The methodology consists of two steps. The first step creates a table of legally binding requirements related to the technology under examination—in our case, the Solid protocol. This table makes references to certification schemes and codes of conduct, which are texts that offer some specificity in view of the abstract GDPR requirements. In that regard, the documents that have been used as guidance in view of the abstract requirements of GDPR are the EU Cloud Code of Conduct (EU Cloud) [
8], the Data Protection Code of Conduct for Cloud Infrastructure Service Providers (CISPE) [
9], and the GDPR-CARPA certification scheme [
10]. These texts are not legally binding, but they have been approved by the competent DPAs. In view of this, the first step of our research extracts GDPR obligations from these documents that have received authoritative approval.

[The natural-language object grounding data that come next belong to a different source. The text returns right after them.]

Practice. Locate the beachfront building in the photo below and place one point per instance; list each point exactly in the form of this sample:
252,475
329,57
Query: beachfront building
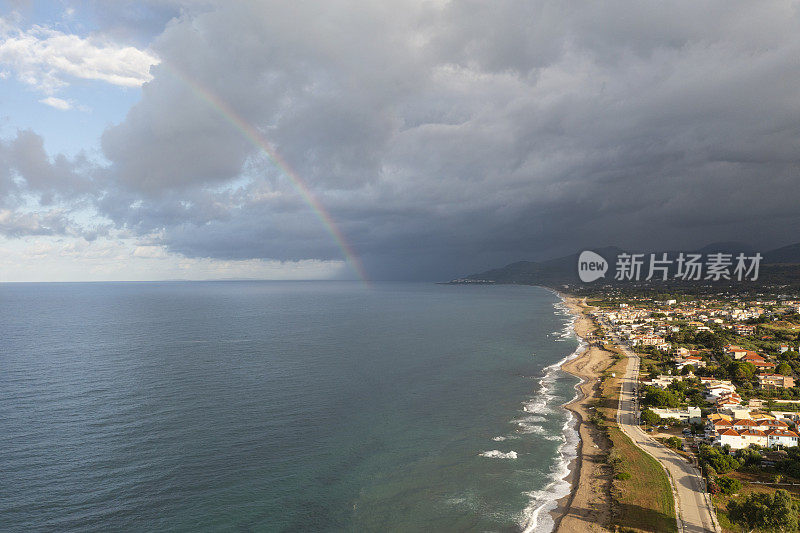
783,437
663,381
734,351
693,360
689,415
775,381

The second step discusses, for each requirement collected in the first step, the extent to which Solid technically fulfils it. The discussion focuses on the concrete technological choices made in the protocol; their relation with international standards from ISO, NIST, etc.; critical analyses from contemporary literature in the field, etc.; and, of course, the pros and cons of possible mitigation measures to better address GDPR legal requirements.
Such a coverage analysis could also include jurisprudence; however, in the case of Solid, this jurisprudence is not yet available because the protocol is still an emerging technology not yet consolidated in the market.
The key contributions of this paper are as follows:
The identification of a class of Solid-based systems where the data subject is the owner of a Solid pod, and the app or app user is involved in processing activities. We argue why this is the priority scenario where GDPR applies to Solid.
A mapping, between the actors in the Solid ecosystem and concepts in GDPR, drawing attention to the different controllers and their obligations in this distributed system. This mapping is used to extract requirements from GDPR that are grounded in officially approved documents.
A substantial real-world Solid-based case study to which our mapping and requirements apply, demonstrating that our analysis is of a practical nature.
A detailed technical security and privacy analysis of the requirements above, in relation to the draft specifications that define the Solid ecosystem at the time of writing. Existing measures to address the requirements in the Solid specifications and ISO standards are discussed.
The above analysis is used to support the case for novel emerging measures proposed by the authors and in related work. Those measures address security and privacy concerns in the specification at the time of writing, and suggest how to enhance Solid as a tool for facilitating GDPR compliance of actors participating in the Solid ecosystem.
Outline. The paper is structured as follows.
Section 2 provides an overview of the current technical status of the Solid ecosystem, and explains why the scope of this work is restricted to scenarios where pods are used to store personal data about the owner of the pod.
Section 3 maps actors in the Solid ecosystem to roles in GDPR and extracts primary requirements from GDPR and related officially approved documents relevant to Solid, and notably,
Section 3.2 describes a real-life case study involving personal health data and Solid in which our mappings are relevant, and indeed required, in order to justify that such systems are GDPR compliant.
Section 4 maps the set of requirements of security and privacy measures in the Solid ecosystem and also assesses emerging proposals by the authors and related researchers to improve coverage of requirements.
Section 5 draws attention to emerging legislation, yet to be officially approved, that may impact Solid in the future.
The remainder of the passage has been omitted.